Later Tabrizi reverted to purity and visual restraint, and developed a symbolic iconography. This change is evident in abstract calligraphy-based paintings shown at Burgese Gallery in Teheran in 1970. In 1959, in the ceramic workshop of the Faculty of Fine Arts, he had experimented with calligraphy using ceramic panels and patterned urns and bowls. But now he made calligraphy a distinctive feature of his paintings. The exhibition of calligraphy-based paintings at Burgese Gallery was followed the next year with an exhibition at Sirous Gallery in Paris, partly as a result of the diligence of Michel Tapié. This exhibition marked a high point of Tabrizi’s artistic career, as Tapié wrote in the catalogue to the exhibition: "These very modern and to the same degree immortal paintings cannot be described as anything but an artistic and truly ethical and extraordinarily aesthetic, hence belonging to a sublime art." The critic for Le Monde describes this sublime art in an allusive way: "Lyrical painting, which actively defies any formulation and systematic structure, has assumed greater brevity and stronger charm in recent calligraphic forms." Reaching deep into the visual arts of our ancestors, Tabrizi has grasped one of the roots of historic Persian painting: the apparent power of visual allegories mystically manifest in the form of "signs and codes".

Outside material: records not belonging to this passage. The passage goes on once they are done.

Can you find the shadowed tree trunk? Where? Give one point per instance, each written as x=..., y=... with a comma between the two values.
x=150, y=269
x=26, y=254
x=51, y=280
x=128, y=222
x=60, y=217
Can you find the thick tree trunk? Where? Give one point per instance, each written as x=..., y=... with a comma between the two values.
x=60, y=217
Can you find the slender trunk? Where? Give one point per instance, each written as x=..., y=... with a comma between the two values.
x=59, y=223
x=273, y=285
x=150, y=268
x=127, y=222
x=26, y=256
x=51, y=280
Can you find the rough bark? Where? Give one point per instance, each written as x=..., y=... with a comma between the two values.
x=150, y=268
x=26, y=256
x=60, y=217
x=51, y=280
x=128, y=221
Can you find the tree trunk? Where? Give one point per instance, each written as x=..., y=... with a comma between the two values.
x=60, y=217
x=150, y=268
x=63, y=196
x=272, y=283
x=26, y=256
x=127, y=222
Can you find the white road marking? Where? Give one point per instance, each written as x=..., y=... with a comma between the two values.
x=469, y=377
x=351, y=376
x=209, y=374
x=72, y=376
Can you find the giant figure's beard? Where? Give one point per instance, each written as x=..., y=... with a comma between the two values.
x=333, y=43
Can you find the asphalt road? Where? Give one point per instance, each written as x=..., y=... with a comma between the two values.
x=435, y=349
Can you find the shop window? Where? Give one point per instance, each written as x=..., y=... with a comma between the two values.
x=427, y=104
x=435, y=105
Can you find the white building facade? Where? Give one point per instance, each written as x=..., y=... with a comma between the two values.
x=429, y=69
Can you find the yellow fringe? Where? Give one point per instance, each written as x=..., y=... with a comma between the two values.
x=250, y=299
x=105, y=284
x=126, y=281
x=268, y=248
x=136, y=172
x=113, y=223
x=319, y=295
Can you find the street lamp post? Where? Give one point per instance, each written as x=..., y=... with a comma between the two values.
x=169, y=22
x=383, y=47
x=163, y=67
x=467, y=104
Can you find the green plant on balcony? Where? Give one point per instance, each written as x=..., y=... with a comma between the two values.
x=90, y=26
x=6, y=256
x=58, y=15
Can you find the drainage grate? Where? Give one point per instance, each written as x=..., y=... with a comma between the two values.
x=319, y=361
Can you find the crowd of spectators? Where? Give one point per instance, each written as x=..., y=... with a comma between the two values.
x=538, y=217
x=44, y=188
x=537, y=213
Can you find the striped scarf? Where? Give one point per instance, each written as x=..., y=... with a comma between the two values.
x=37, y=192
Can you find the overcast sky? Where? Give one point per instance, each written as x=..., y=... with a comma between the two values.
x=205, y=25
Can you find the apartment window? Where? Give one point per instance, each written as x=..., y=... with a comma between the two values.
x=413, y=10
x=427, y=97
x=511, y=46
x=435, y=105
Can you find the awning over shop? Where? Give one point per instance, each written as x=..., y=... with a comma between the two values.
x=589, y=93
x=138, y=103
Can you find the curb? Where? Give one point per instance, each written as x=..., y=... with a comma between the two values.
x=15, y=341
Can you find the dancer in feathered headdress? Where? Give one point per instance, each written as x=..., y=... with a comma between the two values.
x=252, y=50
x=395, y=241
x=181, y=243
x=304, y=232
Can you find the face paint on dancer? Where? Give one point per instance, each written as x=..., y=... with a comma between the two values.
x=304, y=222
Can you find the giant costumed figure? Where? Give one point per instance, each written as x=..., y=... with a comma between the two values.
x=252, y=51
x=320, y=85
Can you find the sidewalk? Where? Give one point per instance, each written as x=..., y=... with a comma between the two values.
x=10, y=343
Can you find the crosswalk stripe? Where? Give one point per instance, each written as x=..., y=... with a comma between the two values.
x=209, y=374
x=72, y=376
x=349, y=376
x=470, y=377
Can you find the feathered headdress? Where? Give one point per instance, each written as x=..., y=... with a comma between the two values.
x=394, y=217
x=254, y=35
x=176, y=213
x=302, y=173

Tabrizi rediscovered the movement and visual music of Persian calligraphy, but not its literal inscription. He works with the spirit of Persian calligraphy, which resembles the movement of a melody, the flight of shadows and the acceleration of time. In this application he breathes life into the painted surface. Dull and uneven beige rawhide with its natural patterns is a field for the parade of various tones of colored ink. He creates these leaping calligraphic-like forms in a meditative spirit similar to the way in Asian Zen painting a single movement of hand indicates the artist’s ecstatic mood.
Calligraphy is not a new tradition; nor is its application limited to our time and geography. Calligraphy is a universal river that yields fresh perspectives to different viewers. Among the prerequisites to being an excellent calligrapher is to be a painter who has fully explored one’s culture, and to engage with things that await discovery. This is not the whole story. How can a rediscovered tradition be translated into a different culture to yield a new but invaluable meaning? I think Tabrizi has been able to arrive at succinct forms through the energy of his black marks distributed in a rapid, dancing movement across the rawhide surface. This modern and original approach uses swift and succinct moves, which appear as shadows on the surface, help us enjoy and wonder at the realization of our immensity. This is the secret: Dream-like impressions of calligraphy are inscribed on the face of a colorless world.
Signs from the alphabet including a broken Nasta’liq design, a Persian innovation in Arabic calligraphy flow from the ink bottle to be tattooed on the rawhide like sharp, nervous, recurring shadows. Although it sometimes suggests the line of a desert caravan, dancing flowers in the zephyr wind, ruined columns and flying horses, or the twisted limbs of lovers and warriors, this quick and abstract delineation is nothing but the result of a blossoming mind guiding the rapid movements of a brush in a nimble game on the canvas. Transcending the taste for the mediocre in this world of abstraction, Tabrizi imprints memorabilia so boldly and humorously as to appear both as modern and as the drawings of primitive man on the walls of a cave. What is important about his paintings is the harmonious rush of calligraphic signs that are released and fly beyond the frame.